If you're in Dublin airport and you meet an Irish musician - particularly of the wistfully disgruntled guitar-playing variety - chances are they just got off a flight from Chicago where Steve Albini is running a Summer school in wistfully disgruntled guitar playing (20 per cent discount if you're Irish). Latest graduates are Dublin's Joan Of Arse (yes, it is the coolest band name in history). The problem with Mr. Albini is that if you come to him with a pig's ear, you leave with a pig's ear. Luckily the 'Arse (as their known) came with silk purse in hand. Albini has done for Joan Of Arse what he did for the Pixies, Nirvana and PJ Harvey - stripped away everything, so that what you hear is the song and not the production. This will only work if there's a glimmer of brilliance in the songwriting; luckily by the end of track one, The Slaves Are In The Galley Sharpening Their Oars, there is little doubt. Still, it's easy to be misled by the first track on an album so, braced for disappointment, I listened on. The second track, Things Asleep In The Sun, contains one of the best lyrics I've heard in years: 'Evolution saw him sleeping and decided it was best not to wake him, ' while 'It's A Bad Day In The Office' has a riff that Tom Verlaine would be proud of. Only 7 songs long, but each one could hold an album together on it's own. Expect to get sick of hearing about the Arse.

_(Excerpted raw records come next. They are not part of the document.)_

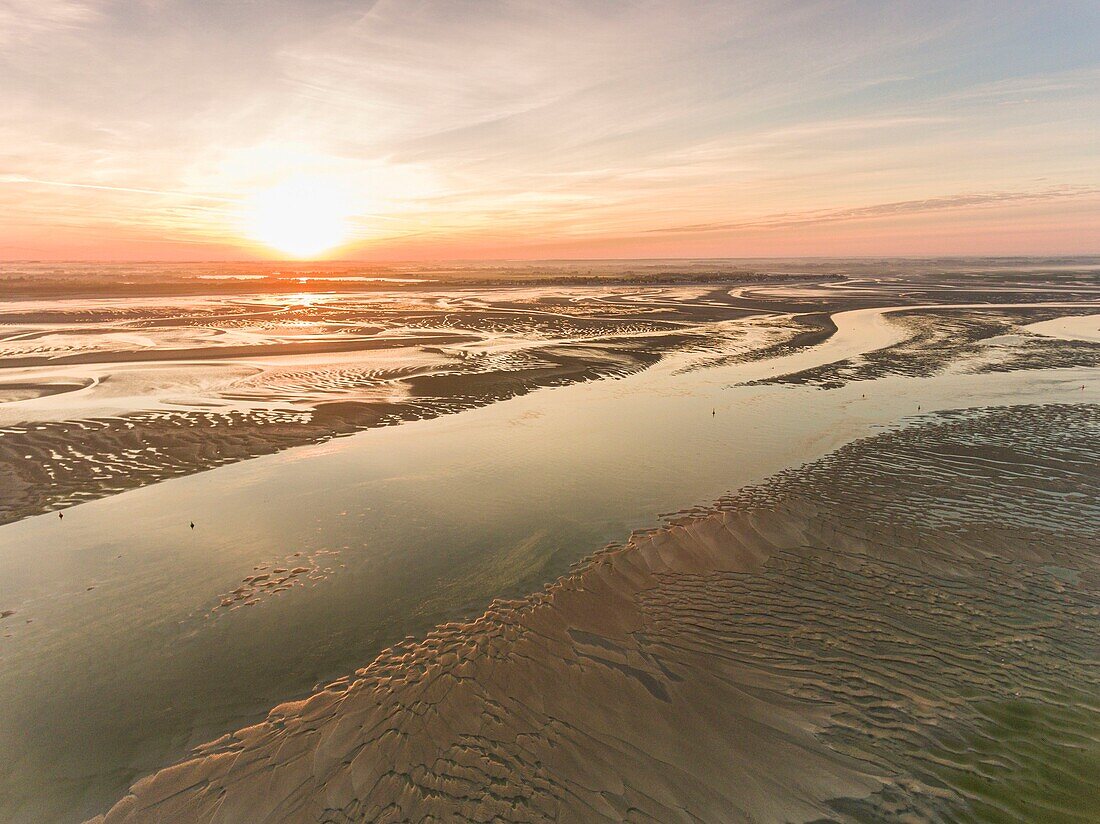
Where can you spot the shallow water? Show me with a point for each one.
(127, 661)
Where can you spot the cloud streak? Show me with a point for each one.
(491, 124)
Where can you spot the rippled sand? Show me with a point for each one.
(904, 630)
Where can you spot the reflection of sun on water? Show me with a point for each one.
(303, 218)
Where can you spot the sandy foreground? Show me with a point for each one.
(904, 630)
(107, 394)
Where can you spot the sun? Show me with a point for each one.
(301, 218)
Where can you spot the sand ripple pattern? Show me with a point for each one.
(902, 632)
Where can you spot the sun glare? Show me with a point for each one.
(303, 218)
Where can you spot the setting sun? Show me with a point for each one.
(301, 218)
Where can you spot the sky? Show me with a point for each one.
(545, 129)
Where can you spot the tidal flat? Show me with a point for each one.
(785, 541)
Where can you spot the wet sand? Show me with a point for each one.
(848, 641)
(795, 628)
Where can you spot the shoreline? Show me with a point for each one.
(656, 624)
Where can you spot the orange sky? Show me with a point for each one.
(168, 130)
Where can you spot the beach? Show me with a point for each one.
(782, 539)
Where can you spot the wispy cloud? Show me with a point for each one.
(499, 121)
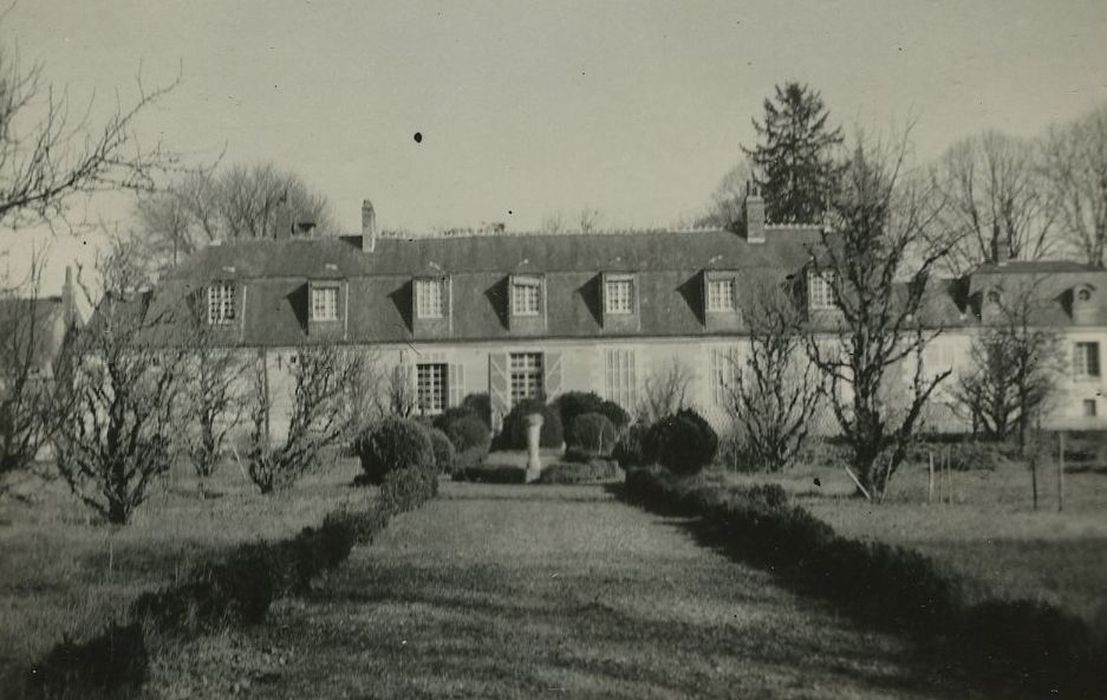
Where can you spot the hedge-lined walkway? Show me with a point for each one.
(546, 590)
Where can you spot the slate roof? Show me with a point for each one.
(669, 267)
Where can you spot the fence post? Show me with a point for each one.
(930, 481)
(1061, 471)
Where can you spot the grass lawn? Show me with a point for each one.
(502, 590)
(63, 574)
(991, 534)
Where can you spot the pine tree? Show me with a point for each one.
(794, 164)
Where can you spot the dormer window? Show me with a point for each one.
(722, 295)
(526, 296)
(820, 290)
(431, 298)
(324, 304)
(619, 295)
(221, 302)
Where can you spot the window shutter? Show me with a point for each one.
(456, 379)
(551, 382)
(498, 389)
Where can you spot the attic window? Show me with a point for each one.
(221, 302)
(324, 304)
(619, 295)
(721, 295)
(526, 296)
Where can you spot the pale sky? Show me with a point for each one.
(635, 109)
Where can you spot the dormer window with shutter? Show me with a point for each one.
(324, 302)
(526, 296)
(820, 291)
(221, 302)
(431, 298)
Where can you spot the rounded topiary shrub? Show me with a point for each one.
(628, 450)
(592, 432)
(683, 443)
(445, 456)
(393, 443)
(515, 425)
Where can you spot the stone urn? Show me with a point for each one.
(534, 433)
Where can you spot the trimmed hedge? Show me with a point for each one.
(393, 443)
(591, 432)
(235, 590)
(1021, 646)
(683, 442)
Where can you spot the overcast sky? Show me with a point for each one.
(635, 109)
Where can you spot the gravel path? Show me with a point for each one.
(546, 592)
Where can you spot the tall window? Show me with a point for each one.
(721, 295)
(431, 298)
(722, 374)
(526, 298)
(619, 296)
(221, 302)
(324, 304)
(620, 380)
(820, 290)
(431, 387)
(1086, 359)
(526, 370)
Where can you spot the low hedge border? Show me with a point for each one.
(236, 590)
(1014, 646)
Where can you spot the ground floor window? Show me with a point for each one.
(620, 379)
(431, 387)
(526, 370)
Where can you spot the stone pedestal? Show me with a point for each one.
(534, 459)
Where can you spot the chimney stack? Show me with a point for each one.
(755, 214)
(368, 227)
(1001, 251)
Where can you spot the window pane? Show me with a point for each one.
(431, 387)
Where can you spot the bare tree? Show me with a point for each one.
(123, 382)
(777, 389)
(29, 417)
(1014, 363)
(326, 383)
(664, 391)
(878, 322)
(995, 202)
(51, 152)
(238, 203)
(1074, 161)
(214, 402)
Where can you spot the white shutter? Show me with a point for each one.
(456, 378)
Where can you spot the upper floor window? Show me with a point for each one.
(820, 290)
(221, 302)
(619, 295)
(431, 298)
(324, 304)
(721, 296)
(526, 296)
(526, 373)
(1086, 359)
(431, 387)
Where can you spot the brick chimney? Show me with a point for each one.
(755, 214)
(368, 227)
(1001, 253)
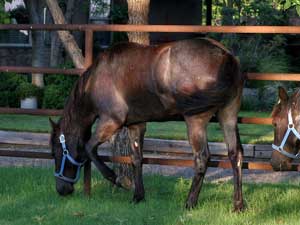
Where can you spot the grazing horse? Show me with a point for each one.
(129, 85)
(286, 122)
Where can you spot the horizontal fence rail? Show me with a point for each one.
(157, 28)
(156, 151)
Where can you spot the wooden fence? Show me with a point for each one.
(180, 157)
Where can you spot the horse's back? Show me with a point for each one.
(197, 74)
(165, 81)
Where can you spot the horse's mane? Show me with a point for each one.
(75, 99)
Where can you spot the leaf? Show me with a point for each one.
(287, 4)
(298, 9)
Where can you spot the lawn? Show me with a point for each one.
(30, 198)
(250, 133)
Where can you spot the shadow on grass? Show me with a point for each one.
(28, 196)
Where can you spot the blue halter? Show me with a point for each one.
(66, 155)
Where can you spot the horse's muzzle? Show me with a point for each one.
(64, 188)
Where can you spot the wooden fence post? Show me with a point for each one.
(88, 60)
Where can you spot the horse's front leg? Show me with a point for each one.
(228, 121)
(136, 135)
(198, 139)
(103, 133)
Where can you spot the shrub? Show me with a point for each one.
(9, 82)
(25, 90)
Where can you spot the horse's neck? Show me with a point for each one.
(78, 116)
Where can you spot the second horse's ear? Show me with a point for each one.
(53, 124)
(282, 94)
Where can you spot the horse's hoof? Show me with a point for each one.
(137, 199)
(239, 207)
(190, 205)
(124, 182)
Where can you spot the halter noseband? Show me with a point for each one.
(66, 155)
(291, 128)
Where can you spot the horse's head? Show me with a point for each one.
(286, 122)
(67, 164)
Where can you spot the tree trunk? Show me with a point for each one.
(56, 54)
(39, 49)
(138, 14)
(66, 37)
(138, 11)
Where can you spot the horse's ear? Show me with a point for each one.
(53, 124)
(282, 94)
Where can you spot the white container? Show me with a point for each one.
(29, 103)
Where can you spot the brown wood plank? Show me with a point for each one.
(158, 28)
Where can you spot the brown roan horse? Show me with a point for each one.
(129, 85)
(286, 122)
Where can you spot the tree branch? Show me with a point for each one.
(65, 36)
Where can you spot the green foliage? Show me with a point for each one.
(4, 16)
(9, 82)
(248, 12)
(57, 88)
(287, 4)
(30, 194)
(264, 12)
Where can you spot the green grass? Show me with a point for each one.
(30, 198)
(250, 133)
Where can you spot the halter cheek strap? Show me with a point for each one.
(291, 128)
(67, 156)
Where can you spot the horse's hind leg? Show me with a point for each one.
(198, 139)
(136, 135)
(228, 120)
(105, 129)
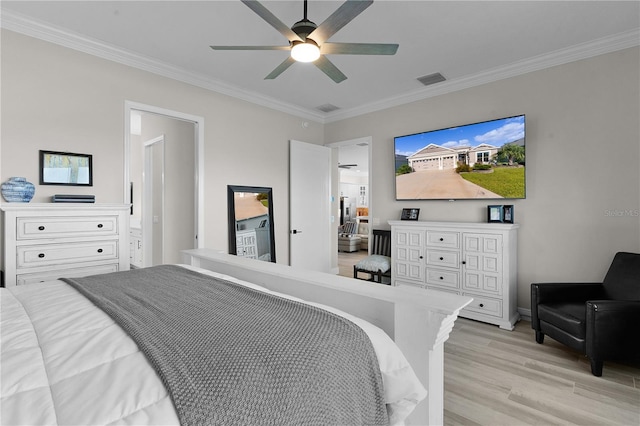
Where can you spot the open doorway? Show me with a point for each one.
(354, 188)
(163, 175)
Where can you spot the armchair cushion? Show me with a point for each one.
(374, 263)
(567, 316)
(622, 281)
(598, 319)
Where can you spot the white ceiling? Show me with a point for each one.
(469, 42)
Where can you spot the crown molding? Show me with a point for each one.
(39, 30)
(27, 26)
(559, 57)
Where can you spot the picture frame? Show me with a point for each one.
(495, 214)
(410, 214)
(507, 213)
(66, 168)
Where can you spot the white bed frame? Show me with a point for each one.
(419, 321)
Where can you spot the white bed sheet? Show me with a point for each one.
(64, 361)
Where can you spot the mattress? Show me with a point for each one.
(64, 361)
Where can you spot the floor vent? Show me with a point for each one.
(431, 79)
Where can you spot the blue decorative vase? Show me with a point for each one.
(18, 190)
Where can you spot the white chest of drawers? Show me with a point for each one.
(471, 259)
(47, 241)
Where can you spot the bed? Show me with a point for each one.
(65, 356)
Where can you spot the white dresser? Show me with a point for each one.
(478, 260)
(47, 241)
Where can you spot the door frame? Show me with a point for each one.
(336, 188)
(148, 239)
(129, 107)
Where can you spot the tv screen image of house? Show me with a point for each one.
(483, 160)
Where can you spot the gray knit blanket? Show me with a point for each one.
(232, 355)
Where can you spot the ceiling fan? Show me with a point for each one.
(308, 41)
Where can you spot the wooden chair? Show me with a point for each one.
(378, 264)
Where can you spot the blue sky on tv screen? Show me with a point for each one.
(495, 132)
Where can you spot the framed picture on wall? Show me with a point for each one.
(66, 168)
(410, 214)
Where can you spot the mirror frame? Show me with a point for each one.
(231, 192)
(62, 156)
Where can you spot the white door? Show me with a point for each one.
(310, 206)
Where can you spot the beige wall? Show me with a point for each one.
(583, 146)
(583, 151)
(59, 99)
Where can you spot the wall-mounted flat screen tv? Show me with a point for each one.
(483, 160)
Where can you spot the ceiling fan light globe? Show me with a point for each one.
(305, 52)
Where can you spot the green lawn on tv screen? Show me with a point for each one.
(507, 182)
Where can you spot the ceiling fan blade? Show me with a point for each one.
(251, 47)
(327, 67)
(271, 19)
(358, 49)
(338, 19)
(280, 68)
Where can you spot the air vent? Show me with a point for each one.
(327, 108)
(431, 79)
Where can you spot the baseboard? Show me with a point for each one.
(525, 314)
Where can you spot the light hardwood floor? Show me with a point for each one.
(498, 377)
(495, 377)
(347, 260)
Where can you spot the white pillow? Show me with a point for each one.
(375, 263)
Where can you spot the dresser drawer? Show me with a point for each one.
(444, 278)
(484, 305)
(39, 277)
(449, 259)
(65, 227)
(443, 239)
(50, 254)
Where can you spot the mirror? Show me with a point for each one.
(65, 168)
(250, 222)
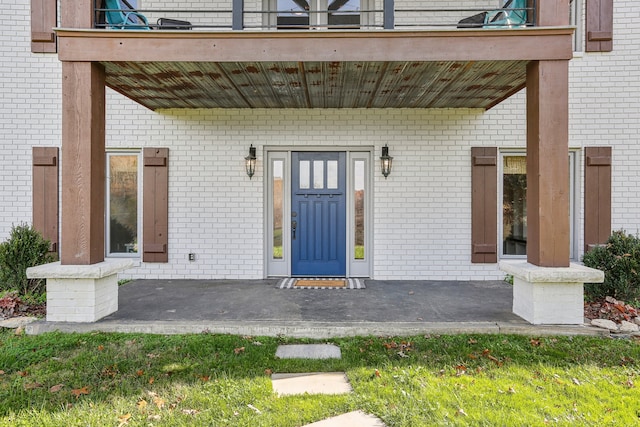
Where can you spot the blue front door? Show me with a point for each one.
(318, 214)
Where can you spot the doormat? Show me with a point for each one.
(320, 283)
(305, 283)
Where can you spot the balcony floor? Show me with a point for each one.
(417, 69)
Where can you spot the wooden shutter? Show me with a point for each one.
(599, 31)
(155, 206)
(597, 196)
(484, 205)
(44, 18)
(45, 193)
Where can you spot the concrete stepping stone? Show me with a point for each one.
(308, 351)
(311, 383)
(350, 419)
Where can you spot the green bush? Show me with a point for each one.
(25, 248)
(620, 261)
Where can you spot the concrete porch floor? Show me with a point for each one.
(258, 307)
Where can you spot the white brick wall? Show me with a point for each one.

- Rory O'Keeffe, The Dubliner

The slaves are in the galley, sharpening their oars. With Distant hearts…JOA seem to be plotting their own revolution, ready to overturn fakes and frauds and poised to take over with a proletarian victory. Armed with an arsenal of razor edged guitar, drums that sound like bullets flying through the air, and the melodically haunting vocals of the bearded lady, the time is right, and with Things Asleep in the Sun, possibly their finest moment to date they win their opening battle, leaving rows of talentless pretenders lying face down, dead in the dirt.
This record is as beautifully delicate and fragile as one could possible imagine, but yet it's so deeply powerful, rising to every crescendo of chewed up angst and each impassioned battle-cry. A Spell cast with fingers is an eerie masterpiece with almost disturbing high pitched shrieking vocals that allow us a brief insight into pure torture and despair right from it's opening lament; "we carried around this love like a still born child". In spite of its brilliance however, A Spell cast…is merely a fitting prelude for Was Christ among us that night, a 10 minute epic and isolated vignette, that is stapled with the beautiful flagship moment of "there's all these silences, they're filling up the room with songs of love and trust." It captures a quieter side of JOA and one that is none less mythical and magical than their rawk out moments, like The Bellringer's Warning - a perfectly executed shot of revenge and a final spear through the heart of the enemy. Yet what's most apparent on Distant Hearts, a work of great majesty and beautifully-timed complexity, is that JOA aren't afraid of anything.

Michelle Dalton, Eclectic Honey

What is it with Steve Albini and Irish bands these days? They must have built a tunnel running from Whelans to Chicago. Joan Of Arse are the latest locals to be touched by the hand of Albini, and the results are pretty great. The band's first album was marred by sounding like it was recorded in a damp shed, but the charmingly titled Distant Hearts, A Little Closer shows them making a giant stride forward. At times it's all low-key and Oldham-esque folky, at times it sounds like a rocking, gothic Neil Young, and at times it sounds a little bit like an Irish version of Pavement, all of which are good things. Excellent.